The couple presented specialist reports to HMRC which included a destructive survey that described the property as a “derelict bungalow to be demolished”. However, HMRC maintained their belief that second home Stamp Duty should be applied to the property and demanded the couple pay the £7,500.

The Tribunal

The recent tax tribunal took place in Bristol where it found in the couple’s favour, stating that the property was in such a poor state, it couldn’t be deemed suitable for use as a dwelling - or “residential property” as is stipulated in the rubric for Code 04. Therefore, the higher Stamp Duty rate didn’t apply.

In fact, it was found that the property didn’t qualify as a residential property at all as it wasn’t immediately habitable, therefore Code 03 should have been used on the tax return.

Judge Richard Haarer has stated:

“The purchase of the land and building by the appellant, given our decision that the building was not suitable to be used as a dwelling and the fact that it was not so used at the time of purchase, means that it was non-residential”. 

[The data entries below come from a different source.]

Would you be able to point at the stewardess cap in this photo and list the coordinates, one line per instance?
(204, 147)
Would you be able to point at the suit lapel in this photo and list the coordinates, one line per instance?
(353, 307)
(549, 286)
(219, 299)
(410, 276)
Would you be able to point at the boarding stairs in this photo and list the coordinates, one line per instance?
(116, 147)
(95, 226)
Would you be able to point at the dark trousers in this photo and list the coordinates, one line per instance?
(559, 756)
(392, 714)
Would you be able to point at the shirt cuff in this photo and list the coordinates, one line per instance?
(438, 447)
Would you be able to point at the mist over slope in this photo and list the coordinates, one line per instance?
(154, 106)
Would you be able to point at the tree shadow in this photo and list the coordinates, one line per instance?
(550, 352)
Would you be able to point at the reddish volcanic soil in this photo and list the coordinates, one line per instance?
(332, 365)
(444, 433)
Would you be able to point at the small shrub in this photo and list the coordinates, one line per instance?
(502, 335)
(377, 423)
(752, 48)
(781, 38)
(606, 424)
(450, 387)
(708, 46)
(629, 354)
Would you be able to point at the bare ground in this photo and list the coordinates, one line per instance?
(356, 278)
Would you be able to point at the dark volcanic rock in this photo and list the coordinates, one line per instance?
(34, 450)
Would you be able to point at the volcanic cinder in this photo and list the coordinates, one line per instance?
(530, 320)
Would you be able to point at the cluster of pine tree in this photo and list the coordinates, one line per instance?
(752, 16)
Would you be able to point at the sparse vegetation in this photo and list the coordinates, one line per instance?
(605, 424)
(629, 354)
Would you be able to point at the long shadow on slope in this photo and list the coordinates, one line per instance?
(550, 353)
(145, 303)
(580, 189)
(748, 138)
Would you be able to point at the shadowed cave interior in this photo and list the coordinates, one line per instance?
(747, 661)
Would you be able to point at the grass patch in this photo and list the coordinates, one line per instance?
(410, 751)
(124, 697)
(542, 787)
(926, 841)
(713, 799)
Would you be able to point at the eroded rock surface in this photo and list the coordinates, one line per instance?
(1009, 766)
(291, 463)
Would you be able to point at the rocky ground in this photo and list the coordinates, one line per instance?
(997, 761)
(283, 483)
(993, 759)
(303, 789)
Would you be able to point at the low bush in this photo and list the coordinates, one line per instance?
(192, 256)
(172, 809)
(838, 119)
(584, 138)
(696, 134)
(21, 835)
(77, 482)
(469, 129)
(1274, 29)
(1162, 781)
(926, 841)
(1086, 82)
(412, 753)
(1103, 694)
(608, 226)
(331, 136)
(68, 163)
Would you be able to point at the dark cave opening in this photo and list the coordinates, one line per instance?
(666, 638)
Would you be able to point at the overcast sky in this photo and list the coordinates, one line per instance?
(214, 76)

The original Stamp Duty of £1,500 was reduced to £1,000 on the basis that the purchase was of a non-residential property:

  • 0% on the amount up to £150,000
  • 2% on the remaining £50,000 above £150,000 = £1,000

What Could This Mean for Developers?

Many have commented on the potential this case holds for property investors and developers - who purchase derelict properties with the intention of either demolishing and rebuilding or totally renovating them, before selling them or keeping them as a rental property – to challenge the 3% Stamp Duty they must typically pay.

However, HMRC are considering the judgement carefully. The 3% tax surcharge has raked in a lot of money since it was introduced in April 2016 – nearly £4.9 billion.